Virtual Realidade Parte 09

Eduardo desligou. Já nem ouviu as últimas palavras de Luísa, nem recebeu o beijo dela de despedida. Estava cansado. Tinha viajado muito nesse dia, visitado muitos médicos no exercício da sua profissão. E, apesar de no dia seguinte ser sábado e não trabalhar, andava com falta de horas de sono e não queria deitar-se tarde.
Luísa era simpática, meiga e doce, ou pelo menos assim parecia; mas ele não se queria
entregar de novo ao amor. Já tinha sofrido bastante por causa de uma mulher e também não andava no IRC para encontrar a paixão da sua vida. Frequentava aquele meio porque lia bastante e gostava de trocar ideias com as pessoas sobre as leituras que fazia. Sempre imaginou que o IRC lhe permitiria alargar o leque das possibilidades de encontrar pessoas que tivessem o mesmo gosto pela leitura e pela troca de ideias que os livros proporcionavam. Mas desiludiu-se rapidamente. Em pouco tempo verificou que aquilo era frequentado quase exclusivamente por pessoas frustradas na sua sexualidade natural, por motivos vários, que ele conhecia, e que usavam o mirc para tentarem conseguir o que de outro modo teriam muita dificuldade. Sodoma e Gomorra tinham ali também o seu campo de actuação privilegiado. E por outro lado sofriam quase todos de uma grande falta de cultura. Só sabiam falar de futebol, sexo e pouco mais, sempre vendo as coisas pelo lado irracional.
Também havia os racistas e xenófobos que, ao abrigo do anonimato, não se coibiam de expelir pelas suas cloacas infectas as bacoradas que lhes são peculiares.

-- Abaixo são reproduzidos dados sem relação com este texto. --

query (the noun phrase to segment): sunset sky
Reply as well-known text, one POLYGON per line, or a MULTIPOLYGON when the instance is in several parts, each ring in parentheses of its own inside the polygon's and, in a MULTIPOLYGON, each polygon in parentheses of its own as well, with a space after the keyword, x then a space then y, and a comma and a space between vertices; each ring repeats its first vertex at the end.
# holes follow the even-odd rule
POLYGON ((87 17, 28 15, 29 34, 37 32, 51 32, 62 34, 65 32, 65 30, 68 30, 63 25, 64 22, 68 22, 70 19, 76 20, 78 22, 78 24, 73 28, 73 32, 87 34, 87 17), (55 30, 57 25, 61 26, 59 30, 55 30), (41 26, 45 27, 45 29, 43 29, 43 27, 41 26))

O IRC era o espelho dum país, pensava.
A única actuação que dava algum sentido à sua continuação no IRC era a ajuda que de vez em quando prestava a alguém que dela necessitasse e a pedisse. E apareciam pedidos de ajuda no canal Portugal com alguma frequência. Eduardo ia sempre ter com eles a perguntar o que precisavam; e apareciam pedidos de ajuda na resolução de problemas relacionados com os estudos: a maioria eram de alunos em dificuldades com alguma matéria do ensino, outros eram relativos ao funcionamento de computadores ou de determinados programas informáticos. Eduardo muitas vezes conseguia ajudar e ficava satisfeito com isso, mesmo que nem sequer um obrigado lhe dessem.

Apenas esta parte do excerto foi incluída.